The face on her phone looked back at her without expression. “Keep an eye on the carver. They’ll come for him soon.”

“He’ll die,” she predicted.

“Yes, that’s possible,” he agreed, “and if he does, I’ll release you from your obligations. I think it’s far more likely though that Knox will try to use him. He’s a greedy old egomaniac with a lot of grudges. For the first time in four centuries, the carver has given him a means to settle them.”

“I noticed,” said Aleph dryly, not looking toward the desk and what lay under it.
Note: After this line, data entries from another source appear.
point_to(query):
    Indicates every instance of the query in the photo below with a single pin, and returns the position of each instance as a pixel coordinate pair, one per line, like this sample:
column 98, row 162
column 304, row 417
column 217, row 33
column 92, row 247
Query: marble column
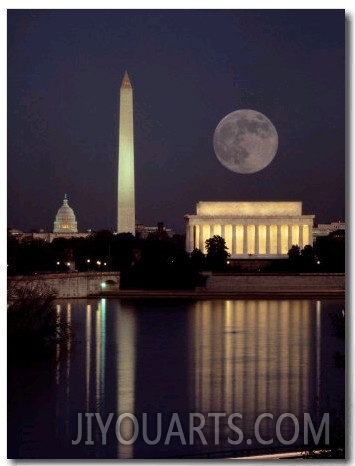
column 234, row 239
column 256, row 239
column 301, row 244
column 278, row 239
column 245, row 239
column 268, row 239
column 289, row 237
column 223, row 231
column 201, row 245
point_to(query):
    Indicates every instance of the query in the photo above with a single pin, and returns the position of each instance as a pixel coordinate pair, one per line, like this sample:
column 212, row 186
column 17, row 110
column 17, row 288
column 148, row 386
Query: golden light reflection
column 251, row 356
column 57, row 355
column 88, row 337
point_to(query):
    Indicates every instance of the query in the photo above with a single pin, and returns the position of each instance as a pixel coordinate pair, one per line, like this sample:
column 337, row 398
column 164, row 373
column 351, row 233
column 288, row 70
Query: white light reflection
column 126, row 337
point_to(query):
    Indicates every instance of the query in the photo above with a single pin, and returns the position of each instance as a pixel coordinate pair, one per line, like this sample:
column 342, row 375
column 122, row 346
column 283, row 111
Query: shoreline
column 214, row 294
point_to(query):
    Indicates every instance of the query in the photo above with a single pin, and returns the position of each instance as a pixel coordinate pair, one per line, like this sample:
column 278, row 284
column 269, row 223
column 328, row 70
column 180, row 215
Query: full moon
column 245, row 141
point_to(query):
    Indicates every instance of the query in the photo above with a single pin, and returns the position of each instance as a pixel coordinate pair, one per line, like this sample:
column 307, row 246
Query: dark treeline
column 151, row 263
column 159, row 262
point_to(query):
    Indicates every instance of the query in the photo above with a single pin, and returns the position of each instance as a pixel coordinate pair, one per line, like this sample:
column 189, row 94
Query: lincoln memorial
column 257, row 229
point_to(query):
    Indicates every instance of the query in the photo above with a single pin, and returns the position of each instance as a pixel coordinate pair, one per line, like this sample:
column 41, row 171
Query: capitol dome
column 65, row 221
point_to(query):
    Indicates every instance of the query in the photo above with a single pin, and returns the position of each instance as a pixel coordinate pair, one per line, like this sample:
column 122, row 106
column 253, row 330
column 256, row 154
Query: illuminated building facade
column 126, row 197
column 65, row 221
column 257, row 229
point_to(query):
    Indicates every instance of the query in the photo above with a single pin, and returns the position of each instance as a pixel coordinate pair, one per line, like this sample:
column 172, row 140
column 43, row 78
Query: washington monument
column 126, row 222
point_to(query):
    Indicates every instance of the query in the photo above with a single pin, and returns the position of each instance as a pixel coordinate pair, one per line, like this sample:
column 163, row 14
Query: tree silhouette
column 217, row 252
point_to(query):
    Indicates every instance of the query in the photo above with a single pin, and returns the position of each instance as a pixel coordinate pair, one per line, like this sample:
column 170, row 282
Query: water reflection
column 252, row 357
column 222, row 356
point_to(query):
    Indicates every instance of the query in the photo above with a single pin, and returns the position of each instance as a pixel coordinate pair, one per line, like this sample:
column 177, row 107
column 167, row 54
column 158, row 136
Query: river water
column 166, row 367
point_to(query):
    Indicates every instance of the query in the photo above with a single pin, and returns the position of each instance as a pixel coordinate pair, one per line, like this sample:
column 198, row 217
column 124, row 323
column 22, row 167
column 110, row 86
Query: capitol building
column 65, row 226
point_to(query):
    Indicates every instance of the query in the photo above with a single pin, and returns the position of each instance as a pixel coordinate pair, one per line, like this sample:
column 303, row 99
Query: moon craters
column 245, row 141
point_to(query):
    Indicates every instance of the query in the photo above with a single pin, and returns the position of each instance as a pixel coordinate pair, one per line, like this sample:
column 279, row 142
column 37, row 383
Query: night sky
column 188, row 69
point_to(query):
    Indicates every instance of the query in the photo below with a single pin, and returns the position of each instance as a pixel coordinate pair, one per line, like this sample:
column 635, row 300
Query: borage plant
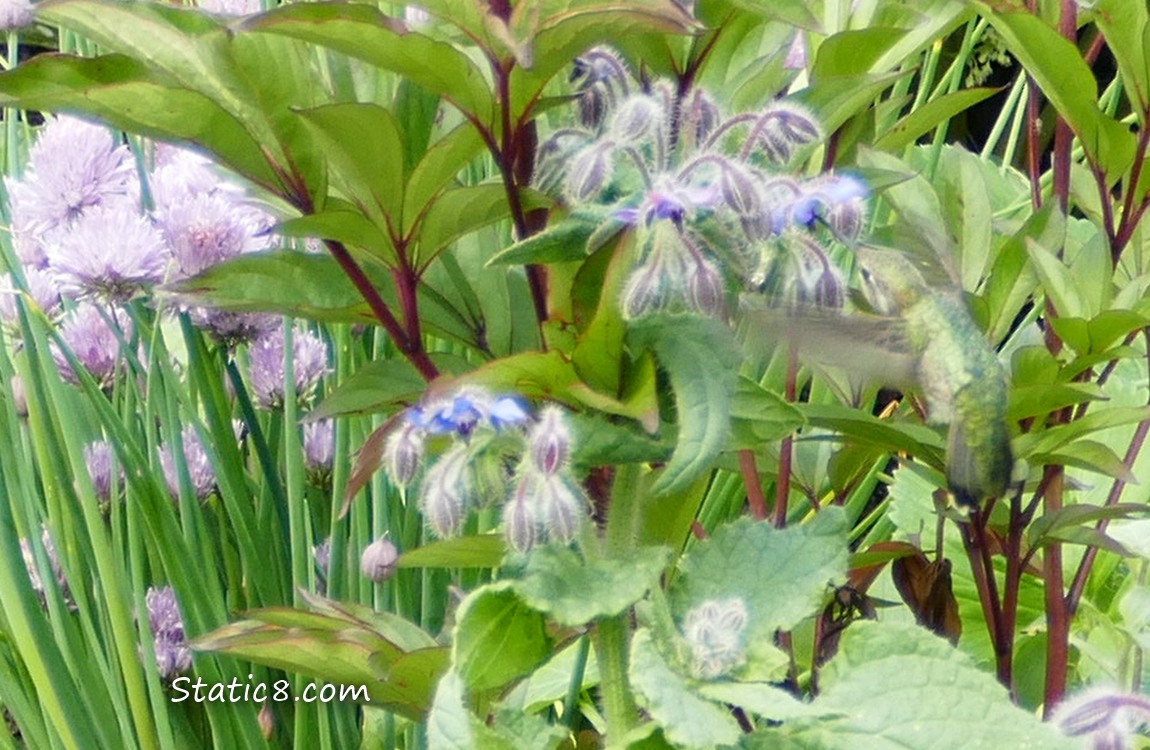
column 723, row 254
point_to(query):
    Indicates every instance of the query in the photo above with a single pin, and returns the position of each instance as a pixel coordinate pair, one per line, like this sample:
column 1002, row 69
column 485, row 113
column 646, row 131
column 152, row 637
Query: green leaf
column 928, row 116
column 1057, row 282
column 363, row 148
column 363, row 32
column 1068, row 83
column 574, row 591
column 125, row 93
column 932, row 696
column 700, row 359
column 351, row 228
column 759, row 415
column 687, row 720
column 373, row 388
column 781, row 575
column 559, row 243
column 1126, row 27
column 437, row 169
column 285, row 282
column 852, row 53
column 464, row 209
column 482, row 551
column 1072, row 515
column 497, row 637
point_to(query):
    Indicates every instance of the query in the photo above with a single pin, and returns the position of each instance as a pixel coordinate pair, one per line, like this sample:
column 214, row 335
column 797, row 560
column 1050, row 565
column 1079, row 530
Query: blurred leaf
column 363, row 148
column 125, row 93
column 687, row 719
column 574, row 590
column 1057, row 281
column 460, row 211
column 700, row 358
column 928, row 116
column 1068, row 83
column 497, row 637
column 781, row 575
column 363, row 32
column 932, row 696
column 437, row 169
column 759, row 415
column 482, row 551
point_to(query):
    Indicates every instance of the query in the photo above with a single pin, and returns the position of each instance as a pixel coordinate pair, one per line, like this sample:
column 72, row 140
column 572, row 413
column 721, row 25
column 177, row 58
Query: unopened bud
column 560, row 507
column 520, row 525
column 404, row 453
column 636, row 119
column 377, row 563
column 446, row 491
column 704, row 288
column 589, row 171
column 714, row 632
column 550, row 442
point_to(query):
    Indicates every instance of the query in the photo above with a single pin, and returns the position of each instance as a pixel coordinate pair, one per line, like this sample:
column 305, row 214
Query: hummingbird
column 920, row 335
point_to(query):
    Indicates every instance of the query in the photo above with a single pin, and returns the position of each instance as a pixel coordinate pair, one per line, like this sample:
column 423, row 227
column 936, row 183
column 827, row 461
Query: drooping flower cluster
column 168, row 638
column 708, row 199
column 541, row 497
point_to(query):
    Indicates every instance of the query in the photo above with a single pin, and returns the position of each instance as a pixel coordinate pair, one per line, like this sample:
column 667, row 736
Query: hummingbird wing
column 872, row 349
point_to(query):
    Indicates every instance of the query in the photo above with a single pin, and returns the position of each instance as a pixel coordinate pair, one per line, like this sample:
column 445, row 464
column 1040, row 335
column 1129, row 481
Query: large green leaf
column 1067, row 82
column 700, row 359
column 897, row 687
column 363, row 32
column 125, row 93
column 782, row 576
column 574, row 590
column 363, row 148
column 687, row 719
column 497, row 637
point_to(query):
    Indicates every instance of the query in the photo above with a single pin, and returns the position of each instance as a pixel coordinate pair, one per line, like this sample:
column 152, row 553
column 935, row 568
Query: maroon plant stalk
column 1078, row 586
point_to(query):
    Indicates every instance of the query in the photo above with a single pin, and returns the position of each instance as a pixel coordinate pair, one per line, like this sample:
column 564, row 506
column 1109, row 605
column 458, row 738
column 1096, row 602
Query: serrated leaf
column 497, row 637
column 700, row 359
column 482, row 551
column 932, row 696
column 574, row 591
column 687, row 720
column 781, row 575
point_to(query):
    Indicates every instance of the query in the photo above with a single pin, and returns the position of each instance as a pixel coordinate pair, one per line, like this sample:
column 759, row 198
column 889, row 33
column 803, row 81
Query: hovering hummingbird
column 921, row 336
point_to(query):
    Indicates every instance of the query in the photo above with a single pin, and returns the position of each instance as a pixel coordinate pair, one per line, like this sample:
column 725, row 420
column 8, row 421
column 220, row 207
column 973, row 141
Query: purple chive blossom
column 73, row 167
column 109, row 252
column 196, row 458
column 15, row 14
column 41, row 288
column 87, row 334
column 309, row 364
column 100, row 460
column 169, row 642
column 319, row 444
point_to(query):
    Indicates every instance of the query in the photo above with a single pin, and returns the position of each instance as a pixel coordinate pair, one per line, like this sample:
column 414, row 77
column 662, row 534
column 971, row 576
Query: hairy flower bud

She had some pretty strong suspicions where the White alchemist had learned this new trick of his.

Penhold smiled at her through the small screen of her phone. “I think between Knox’s ambition, and the carver’s intelligence, there will be an opportunity for us.”

A small noise echoed in the empty workshop and Aleph raised her head toward it. It was probably just one of the smashed pieces of equipment settling.

“I need to go,” she said into the phone.

“Is something wrong?”

“I don’t think so, but I don’t want Knox coming back and finding me here. It would be awkward.”
Aleph turned on her heel and walked quickly to the door, when she got there she glanced back over her shoulder to look at the room one last time.

Knox had done more than kill Elanor. He’d destroyed what had taken centuries of effort to gather in, create, and discover. In minutes of casual destruction, all of her work was reduced to nothing more than torn pages and smashed equipment. Aleph had seen worse, it was more of the same old, worn, story, but it still had the power to sadden her.

That old Churchill quote about how “Those who fail to learn from history are doomed to repeat it,” couldn’t be more wrong. It supposed that people could change basic human nature by learning from the mistakes of the past. No, history would never stop repeating itself because basic human nature would never change. It was biology. History was just elevator music playing for people who would tune it out until it was too late.